This isn't Rudy's week. Yesterday, he confirmed that he still supports taxpayer-funded abortions. Then, when this week's Weekly Standard hit mailboxes, he found himself backpedaling on a coded promise to appoint anti-Roe jurists to the federal bench:
"[A] strict constructionist judge could come to either conclusion about Roe v. Wade. He could come to the conclusion that it was incorrectly decided, overturn it, or he could decide well, it's been precedent for so long now, it would be too disruptive to overturn it, so we leave it alone. I would leave that up to a judge."
How's that for straddling the fence?
Update (4/7): Phil Klein of the American Spectator (later echoed by Vincent Carroll of the Rocky Mountain News) observes that as damaging as Rudy's response is, his off-the-cuff style reveals deeper problems:
When [CNN] asked him if he had changed his position on publicly funding abortion since 1989 . . . Giuliani just couldn't bring himself to be seen as pandering, so his instinct was to say that his position was the same. But then he tried to qualify his statement, so what he ended up with was a sloppy answer that, in addition to angering conservatives, created the impression that he's simply "winging it."

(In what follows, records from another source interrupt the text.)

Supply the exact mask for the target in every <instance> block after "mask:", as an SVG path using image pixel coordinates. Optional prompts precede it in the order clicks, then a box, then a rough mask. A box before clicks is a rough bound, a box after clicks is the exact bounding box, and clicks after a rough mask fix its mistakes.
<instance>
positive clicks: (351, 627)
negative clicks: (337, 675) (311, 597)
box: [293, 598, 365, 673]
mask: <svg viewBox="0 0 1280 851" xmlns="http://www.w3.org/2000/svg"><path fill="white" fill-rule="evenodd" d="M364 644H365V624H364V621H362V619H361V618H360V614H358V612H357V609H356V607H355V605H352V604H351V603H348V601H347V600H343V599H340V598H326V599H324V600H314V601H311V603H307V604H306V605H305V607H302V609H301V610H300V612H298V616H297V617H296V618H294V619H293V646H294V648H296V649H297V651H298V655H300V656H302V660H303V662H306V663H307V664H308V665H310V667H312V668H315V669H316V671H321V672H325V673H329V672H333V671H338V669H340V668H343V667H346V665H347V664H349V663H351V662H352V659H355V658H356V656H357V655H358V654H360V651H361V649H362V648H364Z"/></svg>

There is, however, a fine line between pandering and being unprepared. Given that Giuliani's biggest liability going into the Republican primaries is his stance on abortion, it's startling that he would be caught so off guard. By now, he should be ready to answer any permutation of the abortion question, if not to the satisfaction of all social conservatives, at least well enough to convey a command of the subject matter.